Konrad Schneider. Foto: privat
 
von MICHAEL MEMMEL
Am Dienstag, 17. Januar, werden ab 10 Uhr im Pfarrsaal in Litzendorf wieder auserlesene Nadelhölzer aus ganz Franken versteigert. Die Veranstaltung findet bundesweit Interesse bei Schreinereien, Säge- und Furnierwerken. 20 bis 30 Bieter werden erwartet. Zwei Tage später geht dann die Laubwertholzsubmission der WBV Fränkische Schweiz am Donnerstag, 19. Januar, ab 10 Uhr in Pretzfeld über die Bühne. Konrad Schneider, Holzverkaufsleiter am Forstbetrieb Forchheim, blickt vor der Litzendorfer Versteigerung auf den Holzmarkt.

Blicken die Waldbesitzer aus der Region auf ein gutes Jahr zurück?
Konrad Schneider: Für Optimisten war es durchaus ein gutes Jahr. Die infolge des Trockenjahres 2015 für 2016 erwartete Ausbreitung des Borkenkäfers fand in der Region nicht statt. Die ergiebigen Juni-Niederschläge reichten aus, um die trockenen Monate Juli und August zu überbrücken; dies auch weil die Temperaturen im angenehmen Bereich um 25 Grad blieben. Für die Holzernte im Sommer und im Herbst war die Trockenheit sogar ein Segen, da die Maschinen ohne Bodenschäden zu verursachen, fahren konnten. Ein Punkt trübt allerdings die Situation: Der nach dem Sturm "Niklas" im Frühjahr 2015 vor allem im Privatwald vollzogene Preisrückgang bei den Massensortimenten konnte nicht wieder wettgemacht werden. Denn in Südbayern kam es durchaus noch zu erhöhtem Käferholzanfall.

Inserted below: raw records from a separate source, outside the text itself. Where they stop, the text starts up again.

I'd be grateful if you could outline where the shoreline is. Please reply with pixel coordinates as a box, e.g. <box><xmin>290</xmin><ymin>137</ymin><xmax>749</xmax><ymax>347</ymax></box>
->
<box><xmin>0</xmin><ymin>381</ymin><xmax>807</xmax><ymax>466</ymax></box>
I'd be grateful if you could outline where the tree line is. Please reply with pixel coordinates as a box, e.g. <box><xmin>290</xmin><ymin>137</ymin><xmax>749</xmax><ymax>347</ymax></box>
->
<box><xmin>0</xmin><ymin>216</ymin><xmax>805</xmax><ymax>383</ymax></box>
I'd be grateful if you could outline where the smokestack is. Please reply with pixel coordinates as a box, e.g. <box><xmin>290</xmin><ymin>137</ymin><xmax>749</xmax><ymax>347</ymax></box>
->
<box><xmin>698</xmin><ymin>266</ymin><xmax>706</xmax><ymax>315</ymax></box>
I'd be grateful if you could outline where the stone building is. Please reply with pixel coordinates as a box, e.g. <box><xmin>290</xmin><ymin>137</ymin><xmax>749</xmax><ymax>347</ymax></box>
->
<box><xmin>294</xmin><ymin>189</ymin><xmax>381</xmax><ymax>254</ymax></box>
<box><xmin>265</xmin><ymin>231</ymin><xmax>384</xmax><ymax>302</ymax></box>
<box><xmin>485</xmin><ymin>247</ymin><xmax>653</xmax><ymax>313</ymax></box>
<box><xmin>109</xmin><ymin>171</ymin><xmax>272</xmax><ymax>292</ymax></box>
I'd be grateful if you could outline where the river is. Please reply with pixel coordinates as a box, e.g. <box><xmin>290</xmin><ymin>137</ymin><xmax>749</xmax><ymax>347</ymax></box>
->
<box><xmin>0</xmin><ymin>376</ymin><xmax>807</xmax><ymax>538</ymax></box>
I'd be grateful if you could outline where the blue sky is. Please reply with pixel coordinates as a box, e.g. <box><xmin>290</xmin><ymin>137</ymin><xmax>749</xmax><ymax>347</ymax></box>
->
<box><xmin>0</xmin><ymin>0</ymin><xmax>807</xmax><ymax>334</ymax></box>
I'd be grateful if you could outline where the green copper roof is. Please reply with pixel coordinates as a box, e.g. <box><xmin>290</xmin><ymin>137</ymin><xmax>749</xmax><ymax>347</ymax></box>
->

Wie bewerten Sie das Angebot bei der Versteigerung in Litzendorf?
Dieses Jahr liegt ein um 19 Prozent gegenüber dem Vorjahr erhöhtes Angebot an den beiden Lagerplätzen (Strullendorf und Salzweg bei Weibersbrunn). 1287 Kubikmeter von insgesamt 1532 Kubikmetern liefern zehn Forstbetriebe aus Unter-, Mittel- und Oberfranken sowie der Betrieb Kelheim. Nach einem Tiefstand letztes Jahr liefert der Kommunal- und Privatwald dieses Jahr wieder 255 Kubikmeter. Daran beteiligt sind zehn Waldbesitzervereinigungen und Forstbetriebsgemeinschaften und die Stadt Forchheim. Da die unterfränkischen Forstbetriebe dieses Jahr weniger Holz beisteuern und sich mehr auf die Fichte konzentriert haben, sinkt der Anteil der Lärche am Angebot von 468 Kubikmeter (2016) auf 289 Kubikmeter. Bei dieser Baumart wurde 2016 ein Rekordpreis für den besten Stamm von 1180 Euro je Kubikmeter erreicht. Zugenommen hat wieder das Angebot an Fichte und vor allem Kiefer (von 541 auf 884 Kubikmeter). Wesentlichen Anteil daran hat der Forstbetrieb Forchheim durch die Mengenerhöhung in diesem Jahr. Einerseits eine Auswirkung der guten Rückebedingungen und außerdem des Einsatzes einer neuen Holzerntemaschine, die in der Lage ist, ganze Bäume aus dem Wald herauszuheben.

Welche Nadelhölzer stehen aktuell besonders hoch im Trend?
Weiterhin die Lärche. Es wird abzuwarten sein, ob die Höchstpreise vom letzten Jahr erreicht werden. Die anderen Baumarten tendieren eher stabil und im langjährigen Preisbereich. Bei der Douglasie, die ja einen ähnlich schönen Kern hat, wie die Lärche, wird sich zeigen, ob sie bei entsprechend guten Qualitäten Preissprünge nach oben schaffen kann.

Wie stark weichen die Gebote in Litzendorf von den üblichen Holzpreisen ab?
Beim Nadelholz sind die Preisabweichungen gegenüber normalen Stammholzsortimenten meist "nur" im Rahmen des zwei- bis dreifachen möglich. Eine Ausnahme stellt inzwischen die Lärche dar.